Pat Dillett and I went down into the pedestrian tunnel between the 1 and the L trains on 14th street and did some recording.
This was the site of my first attempt at busking, when I was 19. I had a friend who was making a living playing “I Still Haven’t Found What I’m Looking For” over and over again on subway platforms. I made it all of ten minutes before I split, completely demoralized by the people rushing past without paying attention.
Now that I make a cushy living as a singer/songwriter, I make it a point to give two bucks to every busker I encounter in the subway. They’re the hardest working people in show business.
Pat held a mic up to me, and I did maybe ten songs, sometimes between trains, when the tunnel was empty, sometimes when the tunnel was full of voices and footsteps, all of which I hope made it onto the tape. I haven’t heard it yet, but there were certain seredipitous moments that I think would sound fantastic; somebody humming along tunelessly with their iPod just as I ended a song, drunk voices shouting between tunes.

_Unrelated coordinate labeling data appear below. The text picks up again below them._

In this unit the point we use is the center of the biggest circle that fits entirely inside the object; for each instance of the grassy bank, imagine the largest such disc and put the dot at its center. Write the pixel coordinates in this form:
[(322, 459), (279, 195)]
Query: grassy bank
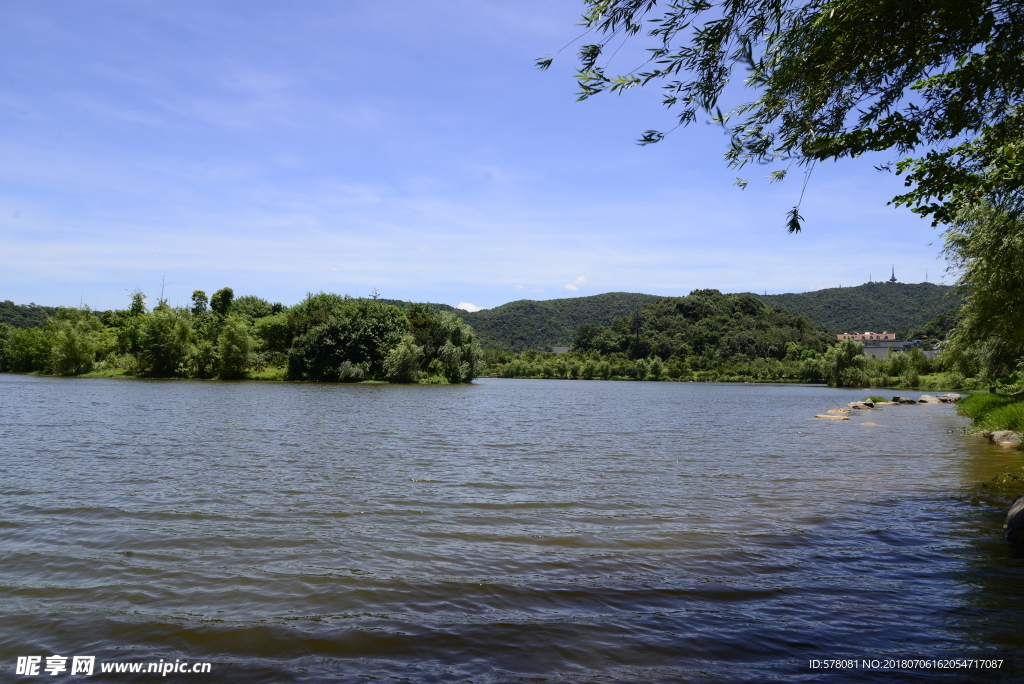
[(993, 412)]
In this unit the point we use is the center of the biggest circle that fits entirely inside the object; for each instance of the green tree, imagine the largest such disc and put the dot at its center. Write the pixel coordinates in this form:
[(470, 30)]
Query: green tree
[(845, 365), (252, 307), (165, 340), (402, 362), (200, 302), (235, 347), (73, 352), (986, 247), (840, 78), (221, 300), (137, 303), (354, 333)]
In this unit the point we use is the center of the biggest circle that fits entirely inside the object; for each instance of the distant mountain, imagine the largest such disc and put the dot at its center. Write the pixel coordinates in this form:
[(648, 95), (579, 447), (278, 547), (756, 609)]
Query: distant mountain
[(873, 306), (25, 315), (540, 325)]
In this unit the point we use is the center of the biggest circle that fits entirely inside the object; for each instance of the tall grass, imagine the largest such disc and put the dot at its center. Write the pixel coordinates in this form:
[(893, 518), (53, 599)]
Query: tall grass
[(993, 412)]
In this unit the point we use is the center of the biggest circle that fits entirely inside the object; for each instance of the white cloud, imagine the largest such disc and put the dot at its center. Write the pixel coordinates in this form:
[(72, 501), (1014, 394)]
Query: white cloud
[(574, 285)]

I got lots of smiles, and made $3.10. Two dollar bills, four quarters, and a dime.
I reconnected recently with my old friend Rachel Benbow Murdy. She was the girl who did the answering machine vocal on “Janine”. She is amazingly sharp, crazy, and funny. She has an incredibly precise and psychedelic view of reality. She has a fantastic gift for connecting the dots. She used to videotape conversations, years ago, when we lived together, and then watch them immediately afterwards, cackling at all the perverse cosmic connections she saw.
We both just got out of relationships. Personally, I’ve been feeling like a sexual ghost; just not interested. I’ve met some beautiful women in the past couple of months, have tried to shake myself into pursuing them, and just can’t do it.

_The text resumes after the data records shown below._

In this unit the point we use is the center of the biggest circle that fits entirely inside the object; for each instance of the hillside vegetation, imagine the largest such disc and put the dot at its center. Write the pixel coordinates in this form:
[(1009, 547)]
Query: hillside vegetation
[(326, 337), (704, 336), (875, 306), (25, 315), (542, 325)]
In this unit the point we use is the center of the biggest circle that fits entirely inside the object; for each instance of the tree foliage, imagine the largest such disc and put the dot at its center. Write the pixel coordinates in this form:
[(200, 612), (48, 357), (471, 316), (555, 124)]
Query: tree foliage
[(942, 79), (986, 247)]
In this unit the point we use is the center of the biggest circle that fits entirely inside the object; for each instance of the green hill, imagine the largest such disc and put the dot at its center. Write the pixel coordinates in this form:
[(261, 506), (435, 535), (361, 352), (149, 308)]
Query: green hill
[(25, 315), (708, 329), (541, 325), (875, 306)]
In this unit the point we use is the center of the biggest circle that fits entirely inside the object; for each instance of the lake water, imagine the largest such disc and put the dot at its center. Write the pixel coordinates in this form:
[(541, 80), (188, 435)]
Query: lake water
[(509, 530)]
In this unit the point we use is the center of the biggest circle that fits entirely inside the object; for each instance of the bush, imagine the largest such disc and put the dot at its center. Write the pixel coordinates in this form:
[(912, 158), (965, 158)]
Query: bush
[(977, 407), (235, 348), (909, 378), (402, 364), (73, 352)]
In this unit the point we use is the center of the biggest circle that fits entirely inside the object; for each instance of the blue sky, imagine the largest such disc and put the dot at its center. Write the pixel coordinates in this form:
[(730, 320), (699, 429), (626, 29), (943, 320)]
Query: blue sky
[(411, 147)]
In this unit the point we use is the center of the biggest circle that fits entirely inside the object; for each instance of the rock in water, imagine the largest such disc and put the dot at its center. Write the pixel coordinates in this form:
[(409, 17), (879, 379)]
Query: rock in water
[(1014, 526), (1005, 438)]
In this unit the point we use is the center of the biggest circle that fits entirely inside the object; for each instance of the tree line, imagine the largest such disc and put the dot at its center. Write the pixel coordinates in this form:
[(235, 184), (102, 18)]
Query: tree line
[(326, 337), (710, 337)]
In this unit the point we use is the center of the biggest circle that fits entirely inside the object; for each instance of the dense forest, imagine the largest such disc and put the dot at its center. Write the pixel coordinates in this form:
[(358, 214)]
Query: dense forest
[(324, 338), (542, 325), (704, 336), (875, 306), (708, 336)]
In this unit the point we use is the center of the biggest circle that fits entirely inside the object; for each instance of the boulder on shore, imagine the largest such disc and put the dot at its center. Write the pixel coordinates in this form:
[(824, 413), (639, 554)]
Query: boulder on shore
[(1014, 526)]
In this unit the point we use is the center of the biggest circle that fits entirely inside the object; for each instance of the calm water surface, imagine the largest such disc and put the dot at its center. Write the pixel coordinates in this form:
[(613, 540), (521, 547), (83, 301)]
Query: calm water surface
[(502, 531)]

I wrote that line in “40 Grand in the Hole,” “What is a life without my heart at risk?” because I hadn’t put my heart at risk in a long time. It is wonderful and amazing to do so, but this is an unexpected cost. I expected the pain, but not this kind of weird refractory period of being alone.
I broke up with her, then regretted it, and then she turned me down. I did it, of course, because I still love her, but also because, maybe, I just feel more comfortable being rejected than rejecting. People have been saying, “Oh, this will be good, you can write songs about it.” But I’ve been writing songs about the same kind of composite, ideal psychometaphoric-shadow-woman for a long time.
One-Sentence German Poems:
I’ve been writing these in the morning, to keep my Deutsch sharp, and because it throws my writing mind a curveball:
Sie hat die ganze Welt gegessen (She has eaten the entire world.)
Ich habe den reinen Prunk gesucht. (I have sought pure splendor.)